I motivi di questa distribuzione asimmetrica della ricchezza - su cui l’analisi di Tentori pone i riflettori - sono tanti: c'è innanzitutto l'impatto della globalizzazione, che ha completamente rivoluzionato i flussi commerciali, ma anche dell'innovazione tecnologica, che sta creando nuove professioni ad alto valore aggiunto rendendone obsolete molte altre, con ovvie conseguenze su salari e occupazione. Ma all'aumento delle diseguaglianze ha contribuito secondo l'Ocse anche un mercato del lavoro sempre più “finanziarizzato”, con ampio uso di piani di stock options (azioni assegnate gratuitamente ai dipendenti, di solito i top manager) e bonus per i dirigenti, assieme al declino della regolamentazione e del ruolo dei sindacati. La forbice tra ricchi e poveri, che si è allargata ancora dopo la crisi del 2008, sta ora ricevendo un nuovo, potente impulso dalla politica monetaria non convenzionale delle banche centrali.

Ecco perché, nel tentativo di trovare una soluzione, il dibattito sull’ helicopter money sta crescendo. Tanto che ne hanno parlato di recente (in un paper di settembre 2019) anche l'ex governatore della Fed di Dallas, Richard Fischer, l'ex vice della Banca del Canada, Jean Boivin, e l'ex presidente della Banca centrale svizzera Philipp Hildebrand, che hanno pubblicato una proposta mirata all'utilizzo di un fondo di emergenza fiscale finanziato dalla banca centrale.

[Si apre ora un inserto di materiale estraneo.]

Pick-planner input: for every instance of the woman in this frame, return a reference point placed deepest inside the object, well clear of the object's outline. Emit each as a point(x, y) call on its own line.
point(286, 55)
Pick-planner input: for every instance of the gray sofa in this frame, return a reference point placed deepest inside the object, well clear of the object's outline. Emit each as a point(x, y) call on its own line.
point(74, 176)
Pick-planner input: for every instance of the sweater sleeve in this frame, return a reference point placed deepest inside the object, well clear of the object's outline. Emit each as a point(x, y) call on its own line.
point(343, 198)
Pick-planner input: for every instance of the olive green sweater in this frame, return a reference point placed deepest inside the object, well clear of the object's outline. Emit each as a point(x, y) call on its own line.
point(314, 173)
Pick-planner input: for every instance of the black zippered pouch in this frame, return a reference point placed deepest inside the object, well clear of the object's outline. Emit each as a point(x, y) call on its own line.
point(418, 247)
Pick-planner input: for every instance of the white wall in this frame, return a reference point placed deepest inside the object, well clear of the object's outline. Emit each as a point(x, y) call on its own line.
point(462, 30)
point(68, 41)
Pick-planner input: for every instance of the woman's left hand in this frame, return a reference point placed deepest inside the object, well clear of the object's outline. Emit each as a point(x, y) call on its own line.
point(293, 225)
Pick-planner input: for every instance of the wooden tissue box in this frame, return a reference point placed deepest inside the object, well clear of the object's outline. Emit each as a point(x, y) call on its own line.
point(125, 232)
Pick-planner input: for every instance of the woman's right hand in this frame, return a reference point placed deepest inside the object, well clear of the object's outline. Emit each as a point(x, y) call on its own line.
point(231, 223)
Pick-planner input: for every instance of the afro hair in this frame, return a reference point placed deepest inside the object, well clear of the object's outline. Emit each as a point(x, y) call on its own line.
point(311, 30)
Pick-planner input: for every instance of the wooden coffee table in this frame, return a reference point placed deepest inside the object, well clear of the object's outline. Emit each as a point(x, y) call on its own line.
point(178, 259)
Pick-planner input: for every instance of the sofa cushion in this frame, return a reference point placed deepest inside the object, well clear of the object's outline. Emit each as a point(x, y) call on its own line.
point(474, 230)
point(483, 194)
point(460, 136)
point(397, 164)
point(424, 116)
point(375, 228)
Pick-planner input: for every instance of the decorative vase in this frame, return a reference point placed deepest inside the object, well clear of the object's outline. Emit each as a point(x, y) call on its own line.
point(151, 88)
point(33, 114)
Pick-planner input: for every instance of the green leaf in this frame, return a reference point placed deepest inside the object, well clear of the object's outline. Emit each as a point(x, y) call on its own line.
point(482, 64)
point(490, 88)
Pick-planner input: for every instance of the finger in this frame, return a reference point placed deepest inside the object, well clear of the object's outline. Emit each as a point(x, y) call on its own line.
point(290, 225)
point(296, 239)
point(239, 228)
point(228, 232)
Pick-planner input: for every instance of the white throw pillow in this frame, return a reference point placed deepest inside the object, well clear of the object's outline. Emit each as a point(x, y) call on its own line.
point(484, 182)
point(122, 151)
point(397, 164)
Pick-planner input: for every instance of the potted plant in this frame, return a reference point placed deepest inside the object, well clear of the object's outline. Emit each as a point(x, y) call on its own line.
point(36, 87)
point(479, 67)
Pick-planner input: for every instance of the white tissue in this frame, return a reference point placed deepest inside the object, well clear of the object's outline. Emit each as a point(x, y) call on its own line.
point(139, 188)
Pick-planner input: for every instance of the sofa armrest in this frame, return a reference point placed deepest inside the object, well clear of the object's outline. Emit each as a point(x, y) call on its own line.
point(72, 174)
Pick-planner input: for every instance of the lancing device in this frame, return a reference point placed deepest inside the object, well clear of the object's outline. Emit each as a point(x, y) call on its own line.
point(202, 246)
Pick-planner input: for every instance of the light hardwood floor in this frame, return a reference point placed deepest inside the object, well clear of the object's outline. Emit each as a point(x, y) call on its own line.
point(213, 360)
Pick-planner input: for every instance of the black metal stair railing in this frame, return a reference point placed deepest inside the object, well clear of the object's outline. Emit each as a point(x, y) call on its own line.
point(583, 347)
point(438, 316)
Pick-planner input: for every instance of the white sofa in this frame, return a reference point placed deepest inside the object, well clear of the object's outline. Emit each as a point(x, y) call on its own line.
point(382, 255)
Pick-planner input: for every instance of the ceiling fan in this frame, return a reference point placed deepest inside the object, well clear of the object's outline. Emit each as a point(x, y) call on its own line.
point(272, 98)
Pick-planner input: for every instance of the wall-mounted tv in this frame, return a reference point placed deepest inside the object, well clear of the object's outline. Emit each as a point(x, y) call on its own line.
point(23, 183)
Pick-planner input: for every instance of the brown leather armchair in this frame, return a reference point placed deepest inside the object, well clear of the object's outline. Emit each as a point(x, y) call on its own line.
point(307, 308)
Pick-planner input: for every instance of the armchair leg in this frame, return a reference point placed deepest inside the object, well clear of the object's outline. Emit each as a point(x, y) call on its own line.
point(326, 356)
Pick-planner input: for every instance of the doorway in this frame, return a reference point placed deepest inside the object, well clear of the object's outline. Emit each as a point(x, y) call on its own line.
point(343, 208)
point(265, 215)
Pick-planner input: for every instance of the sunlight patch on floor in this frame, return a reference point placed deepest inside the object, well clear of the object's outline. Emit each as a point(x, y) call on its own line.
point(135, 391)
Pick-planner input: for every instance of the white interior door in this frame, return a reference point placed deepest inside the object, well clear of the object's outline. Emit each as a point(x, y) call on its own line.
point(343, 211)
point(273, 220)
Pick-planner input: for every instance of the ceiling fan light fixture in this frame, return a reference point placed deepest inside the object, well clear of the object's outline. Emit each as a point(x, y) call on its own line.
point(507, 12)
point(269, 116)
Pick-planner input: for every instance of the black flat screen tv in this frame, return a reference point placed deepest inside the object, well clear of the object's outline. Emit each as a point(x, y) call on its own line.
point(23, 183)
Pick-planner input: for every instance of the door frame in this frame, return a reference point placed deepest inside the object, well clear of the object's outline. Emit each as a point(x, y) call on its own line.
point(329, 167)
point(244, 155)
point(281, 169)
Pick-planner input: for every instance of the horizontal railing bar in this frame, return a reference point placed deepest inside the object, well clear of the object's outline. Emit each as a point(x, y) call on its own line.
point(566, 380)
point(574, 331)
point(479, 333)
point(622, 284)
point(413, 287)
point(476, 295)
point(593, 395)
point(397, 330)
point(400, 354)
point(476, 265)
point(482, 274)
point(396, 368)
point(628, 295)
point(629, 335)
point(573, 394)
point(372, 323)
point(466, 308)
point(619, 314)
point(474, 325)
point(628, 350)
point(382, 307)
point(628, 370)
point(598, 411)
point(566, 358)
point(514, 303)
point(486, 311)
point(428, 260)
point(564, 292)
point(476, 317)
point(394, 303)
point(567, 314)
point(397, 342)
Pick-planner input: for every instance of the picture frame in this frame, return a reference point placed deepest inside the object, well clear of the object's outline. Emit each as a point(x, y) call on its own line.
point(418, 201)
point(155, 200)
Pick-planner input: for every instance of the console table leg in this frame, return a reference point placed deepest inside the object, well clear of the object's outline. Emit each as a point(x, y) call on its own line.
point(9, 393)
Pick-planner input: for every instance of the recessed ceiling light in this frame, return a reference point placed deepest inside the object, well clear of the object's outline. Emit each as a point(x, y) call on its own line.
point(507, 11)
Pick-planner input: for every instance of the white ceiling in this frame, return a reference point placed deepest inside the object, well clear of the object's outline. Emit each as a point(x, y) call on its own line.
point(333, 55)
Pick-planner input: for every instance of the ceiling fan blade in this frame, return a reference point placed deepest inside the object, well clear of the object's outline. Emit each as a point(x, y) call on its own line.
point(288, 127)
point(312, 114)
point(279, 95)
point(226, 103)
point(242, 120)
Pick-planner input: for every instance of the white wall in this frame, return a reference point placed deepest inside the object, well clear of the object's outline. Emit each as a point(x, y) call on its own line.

Inoltre Moritz Kraemer, capo economista di Acreditus, società di consulenza con sede a Dubai, in un articolo sul Financial Times ha ipotizzato un programma della Bce di 36 mesi che regali 200 euro mensili a ogni cittadino se il tasso di inflazione scende sotto l'1% annuo. Le somme sarebbero poi ridotte gradualmente fino ad azzerarle al raggiungimento del 2% di inflazione. Un'operazione colossale, da 900 miliardi di euro.

Sostituire il Qe con l’Helicopter money può funzionare?
Ma funzionerebbe? Riuscirebbe a far ripartire inflazione, consumi, e in generale la crescita? «Intanto va chiarito che l'helicopter money appartiene al regno della politica fiscale, non monetaria, perché la distribuzione diretta di denaro sui conti correnti implica l'emissione di bond per riequilibrare le passività della Bce», premette Tentori. Ma visto che nell'Eurozona non esistono né una figura di superministro delle Finanze, né gli eurobond, nella decisione andrebbero coinvolti tutti i singoli ministri delle Finanze dei 19 Stati aderenti all'euro, continua il chief investment officier di Axa im, con tutte le incognite del caso. «Dal punto di vista tecnico, l'unica differenza rispetto all'attuale quantitative easing, l'acquisto di titoli di Stato da parte di una banca centrale per immettere nuova moneta, è il fatto che, anziché acquistare asset finanziari, la Bce distribuirebbe denaro ai cittadini, aumentando di conseguenza la massa monetaria».

La domanda di fondo è però una sola: la gente spenderebbe i soldi “regalati” dalla Bce? «Su questo non ci sono certezze - sottolinea Tentori - perché i cittadini potrebbero decidere di risparmiarli, vanificando l'operazione. Anche se il denaro accreditato sui conti venisse in buona parte speso, l'inflazione ripartirebbe ma solo per la durata dell'helicopter money: finita la “droga” degli stimoli si tornerebbe al punto di partenza». Difficile insomma che un'economia possa crescere senza veri investimenti in infrastrutture, che migliori solo perché la gente con i soldi della BCE andrebbe (e non è nemmeno certo) più spesso al cinema o in pizzeria. La “bacchetta magica” dell'helicopter money si rivelerebbe un'arma spuntata, perché le aspettative dei mercati sull'inflazione si adatterebbero in fretta al nuovo clima del denaro facile. Se, quindi, l'helicopter money rischia di non avere l'effetto sperato, quale potrebbe essere la soluzione? Per Tentori la soluzione al problema va cercata in un miglioramento della cooperazione e della coordinazione tra le politiche monetarie e fiscali.